I would hope to get process names as part of the export.

[–] eldavi@lemmy.ml 2 points 1 week ago

nice find; it's not exactly the way i've done it in the past; but the part of prometheus seems solid. and in case you didn't know, you don't have to use prometheus, any sort of monitoring system will work. zabbix is more all-in-one including a dashboard and also capable of doing this and you can use a nagios/icinga w grafana combo if prometheus is too odd for you.

in your shoes and i wanted a per process based graph; i would modify node-exporter to pick up additional data from something like a text file and along with custom persistent shell script can write the process names & data to that file.

then i would configure graphite/grafana, to render each graph based on each process. (i only have experience doing this on grafana; so i don't know if better stack it's capable of doing this, but i would be surprised if it can't).

powertop shows point in time data, but you can just export it to something and work from there.

[–] Eideen@lemmy.world 4 points 1 week ago (1 children)

A tool like Librenms will give you this.

[–] BrianTheeBiscuiteer@lemmy.world 1 points 1 week ago (1 children)

It might but it also looks really advanced. I'm hoping to get stats on just one machine and not really monitor my entire infrastructure (which ain't much).

[–] Eideen@lemmy.world 2 points 1 week ago

Then a tool like netdata may be the thing.

[–] vk6flab@lemmy.radio 3 points 1 week ago (2 children)

The top command will tell you what each process is using in terms of CPU and memory. You can log this to a database and analyse it as required.

I'd be surprised if the Android battery application was anything different.

[–] async_amuro@lemm.ee 5 points 1 week ago

I enjoy btop personally

[–] BrianTheeBiscuiteer@lemmy.world 1 points 1 week ago (1 children)

Any tips or how-to article that says how to push the top data to a DB? I figure scraping the output is no good because the layout is dynamic.

[–] vk6flab@lemmy.radio 1 points 1 week ago (1 children)

When you pipe the output, it's a single shot, no dynamic updates.

Right, I just meant I figured the data might shift horizontally between snapshots but I guess Awk can figure it out.

[–] ZeroHora@lemmy.ml 3 points 1 week ago* (last edited 1 week ago) (1 children)

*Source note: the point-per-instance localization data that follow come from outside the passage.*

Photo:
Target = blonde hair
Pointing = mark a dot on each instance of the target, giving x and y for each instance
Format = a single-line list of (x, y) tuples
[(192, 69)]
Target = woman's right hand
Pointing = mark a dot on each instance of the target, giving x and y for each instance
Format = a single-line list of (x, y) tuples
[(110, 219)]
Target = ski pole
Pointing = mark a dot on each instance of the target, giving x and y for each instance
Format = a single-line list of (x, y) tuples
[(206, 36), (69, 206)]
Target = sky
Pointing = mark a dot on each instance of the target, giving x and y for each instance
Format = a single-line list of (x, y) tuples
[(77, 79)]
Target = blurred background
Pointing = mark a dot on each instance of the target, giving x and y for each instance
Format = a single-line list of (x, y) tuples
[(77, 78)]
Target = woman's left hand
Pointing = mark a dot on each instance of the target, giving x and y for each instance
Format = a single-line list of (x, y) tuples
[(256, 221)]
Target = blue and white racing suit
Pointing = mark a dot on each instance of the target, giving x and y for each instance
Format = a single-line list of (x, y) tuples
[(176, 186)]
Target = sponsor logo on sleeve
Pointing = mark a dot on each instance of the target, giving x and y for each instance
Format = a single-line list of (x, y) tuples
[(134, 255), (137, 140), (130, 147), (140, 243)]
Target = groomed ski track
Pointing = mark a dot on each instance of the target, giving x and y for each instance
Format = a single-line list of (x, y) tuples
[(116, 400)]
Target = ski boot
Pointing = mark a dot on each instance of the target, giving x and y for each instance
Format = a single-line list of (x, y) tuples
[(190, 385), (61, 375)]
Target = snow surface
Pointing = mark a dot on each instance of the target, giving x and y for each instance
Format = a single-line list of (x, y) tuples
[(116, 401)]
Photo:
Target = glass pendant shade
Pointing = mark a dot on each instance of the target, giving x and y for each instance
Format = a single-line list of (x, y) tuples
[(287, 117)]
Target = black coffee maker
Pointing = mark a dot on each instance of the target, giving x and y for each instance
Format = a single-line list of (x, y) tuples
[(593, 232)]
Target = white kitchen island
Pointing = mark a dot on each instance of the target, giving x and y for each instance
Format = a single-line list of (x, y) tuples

The new KDE 6.3.0 info center have this as a feature or I understand it wrong? Couldn't test it yet.

I'm on Budgie. 😕

[–] Gayhitler@lemmy.ml 2 points 1 week ago

Learn cacti

[–] TxTechnician@lemmy.ml 2 points 1 week ago

I know that the system monitor app that's included in KDE has a pretty extensive custom page tracking option.

You can open it up and then put in a whole bunch of like settings in a new page and track pretty much every metric that your computer has.

[–] Emberleaf@lemmy.ml 2 points 1 week ago (1 children)

Looks nice but their graph doesn't seem to show more than usage per core, not per process. Just based on the screenshots that is.

[–] penquin@lemm.ee 1 points 1 week ago (1 children)

Any system monitor app (and basically every DE has one) will show you the cpu usage. Check out Mission Center . It's almost a carbon copy of windows' task manager.

I have Mission Center. It's great but at the process level it only shows current usage, not a time series average or summation.